A week ago, when we explained the historical badness of the Washington Wizards, we were on solid mathematical and historical ground. The team was on pace to become one of the very worst teams ever; if you squinted into the police cruiser spotlight, as you no doubt have done at least once in the last year, they had an outside chance at being the very worst. If you watched them play, the case only became more convincing.
But because these are the Wizards, they couldn't even get the stink right. And because we want to be fair (this is a lie; we never want to be fair), we must now note that the Wiz are on a rare-for-them three-game winning streak during which they have lowered their margin of defeat to a terrible but not hideous 13.8 points per game, and now cannot finish with the worst record in NBA history. In fact, their 119-102 win over Brooklyn Wednesday night was their second-most decisive victory of the season, a celebration of sorts after the already completely forgotten deal that sent Kyle Kuzma to Milwaukee for Khris Middleton, an athletic rookie, and a pick swap.
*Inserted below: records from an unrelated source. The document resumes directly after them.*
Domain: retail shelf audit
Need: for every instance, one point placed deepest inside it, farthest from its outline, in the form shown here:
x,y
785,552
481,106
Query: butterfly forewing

Of course the Wizards could suddenly remember who they are supposed to be and have mostly been to this point, and instantly revert to their previous lack of form, but there’s no reason to care any more. People remember the worst thing ever in any category, but the third worst? Seventh-worst? Feh. People remember Sixers GM San Hinkie for creating the lose-on-purpose management tactic that tried to ennoble turbo-losing, and to a lesser extent for writing obnoxious memos about it. People remember the 1973 76ers for going 9-73. People remember the most shameless and futile examples of shameless futility. But this? Did we say feh already? Is there a mega-feh level?
The Wizards as we knew them had a real chance at immortality, at least if you define immortality as being the answer to the question, "Which basketball team sucked the most?" Now, they're as faceless and non-memorable as the '98 Nuggets or '05 Hawks. Even the Pistons of last season, who won a remarkable 14 games, had the grace to sneak in a 28-game losing streak to spark memories. What do the Wizards have? An outside chance to catch Charlotte for 14th place and scotch their lottery odds. To answer the question asked above, there is a mega-feh level, and this is it.
We'd like to show the energy required to pretend that our Wizards breakdown of 10 days ago inspired them, but Michael Winger, Washington’s basketball ops head, isn't on our subscription list. We know that our previous analysis of them provided no visible inspiration. If the team trading four second-rounders and a bench player to the Sixers for Reggie Jackson and a 2026 draft pick earlier today is a coded message to us from Washington’s front office, we can’t crack it.
Either way, those three victories over the wobbly Timberwolves and traditionally intolerable Hornets and Nets had no business happening. They were a dusting of success on a bed of failure, and the only thing the Wiz have actually done with those wins is risk diminishing their chances at securing the first pick in the draft. Not even Wizards fans, who are so used to their news being bad, want that kind of good news.
But they did it anyway, and since we gleefully kneed them netherward after each of their 16-game losing streaks, it is only right to take note of it when they do something even less likely, like win three straight. Not happily, mind you; they'd still be more fun as a landmark of futility than as just another crummy team in an era of crummy teams. We wanted more than this for the Wizards. And when we say more, we obviously mean less.
But they are who they are, though, and their decades of anonymity happened for a reason. This is just the latest manifestation of that reason.